We are given a function $$f : \mathbb N \rightarrow \mathbb N$$ satisfying the additive property

$$f(m+n)=f(m)+f(n) \quad \text{for all } m,n\in\mathbb N.$$

First, we recall the standard fact that if a function on the natural numbers is additive in this way, then its value at any positive integer can be built up by repeatedly adding the value at $$1$$. More precisely, we use the principle of mathematical induction:

For $$n=1$$ the statement $$f(1)=f(1)$$ is trivially true. Now assume $$f(k)=k\,f(1)$$ for some $$k\in\mathbb N$$. Then, using the given property,

$$f(k+1)=f(k)+f(1).$$

Substituting the induction hypothesis $$f(k)=k\,f(1)$$, we obtain

$$f(k+1)=k\,f(1)+f(1)=(k+1)\,f(1).$$

Thus by induction the general formula

$$f(n)=n\,f(1) \quad\text{holds for every } n\in\mathbb N.$$

Now we use the given numerical information.

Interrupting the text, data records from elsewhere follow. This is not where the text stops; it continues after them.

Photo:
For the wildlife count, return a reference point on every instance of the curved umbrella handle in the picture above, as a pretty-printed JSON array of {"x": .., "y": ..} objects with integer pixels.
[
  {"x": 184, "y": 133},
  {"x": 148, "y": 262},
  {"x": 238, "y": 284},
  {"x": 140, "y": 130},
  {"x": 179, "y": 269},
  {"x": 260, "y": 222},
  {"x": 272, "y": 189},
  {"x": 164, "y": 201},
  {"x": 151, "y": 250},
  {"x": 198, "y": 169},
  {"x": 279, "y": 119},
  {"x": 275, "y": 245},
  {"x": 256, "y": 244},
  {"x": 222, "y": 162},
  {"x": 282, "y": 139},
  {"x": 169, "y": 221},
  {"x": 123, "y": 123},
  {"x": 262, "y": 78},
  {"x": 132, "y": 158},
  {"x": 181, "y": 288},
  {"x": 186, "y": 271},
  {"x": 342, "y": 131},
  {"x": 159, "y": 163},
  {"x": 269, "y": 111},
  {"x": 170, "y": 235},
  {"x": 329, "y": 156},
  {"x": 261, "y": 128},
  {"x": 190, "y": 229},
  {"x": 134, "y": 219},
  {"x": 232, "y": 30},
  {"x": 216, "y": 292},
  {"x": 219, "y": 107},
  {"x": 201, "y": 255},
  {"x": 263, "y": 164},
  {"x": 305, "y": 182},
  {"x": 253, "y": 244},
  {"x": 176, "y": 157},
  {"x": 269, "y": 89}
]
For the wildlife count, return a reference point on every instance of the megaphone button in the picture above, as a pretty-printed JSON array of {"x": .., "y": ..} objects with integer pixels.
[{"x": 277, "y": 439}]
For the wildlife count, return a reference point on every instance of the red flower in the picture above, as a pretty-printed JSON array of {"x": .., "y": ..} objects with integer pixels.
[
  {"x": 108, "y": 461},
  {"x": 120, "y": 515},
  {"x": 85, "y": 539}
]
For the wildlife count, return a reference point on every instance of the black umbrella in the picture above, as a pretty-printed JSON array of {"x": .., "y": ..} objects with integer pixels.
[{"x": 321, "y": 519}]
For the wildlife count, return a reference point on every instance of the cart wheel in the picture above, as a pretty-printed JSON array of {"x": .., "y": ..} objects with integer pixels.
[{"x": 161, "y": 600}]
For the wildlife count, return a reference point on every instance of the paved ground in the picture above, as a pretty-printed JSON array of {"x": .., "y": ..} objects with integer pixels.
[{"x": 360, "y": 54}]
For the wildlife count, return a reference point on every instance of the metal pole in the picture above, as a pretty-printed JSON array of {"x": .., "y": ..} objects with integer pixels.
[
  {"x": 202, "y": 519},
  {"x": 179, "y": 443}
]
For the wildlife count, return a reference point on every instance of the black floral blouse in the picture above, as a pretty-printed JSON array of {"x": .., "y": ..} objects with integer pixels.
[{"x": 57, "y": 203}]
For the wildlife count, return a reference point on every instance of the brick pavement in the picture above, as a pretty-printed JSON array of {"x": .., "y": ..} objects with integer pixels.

We are told that

$$f(6)=18.$$

Applying the formula $$f(6)=6\,f(1)$$ we write

$$6\,f(1)=18.$$

Dividing both sides by $$6$$, we get

$$f(1)=\frac{18}{6}=3.$$

With $$f(1)$$ known, we can find the required values:

For $$n=2$$,

$$f(2)=2\,f(1)=2\times 3=6.$$

For $$n=3$$,

$$f(3)=3\,f(1)=3\times 3=9.$$

The question asks for the product $$f(2)\cdot f(3)$$. Substituting the values just found,

$$f(2)\cdot f(3)=6\times 9=54.$$

Hence, the correct answer is Option A.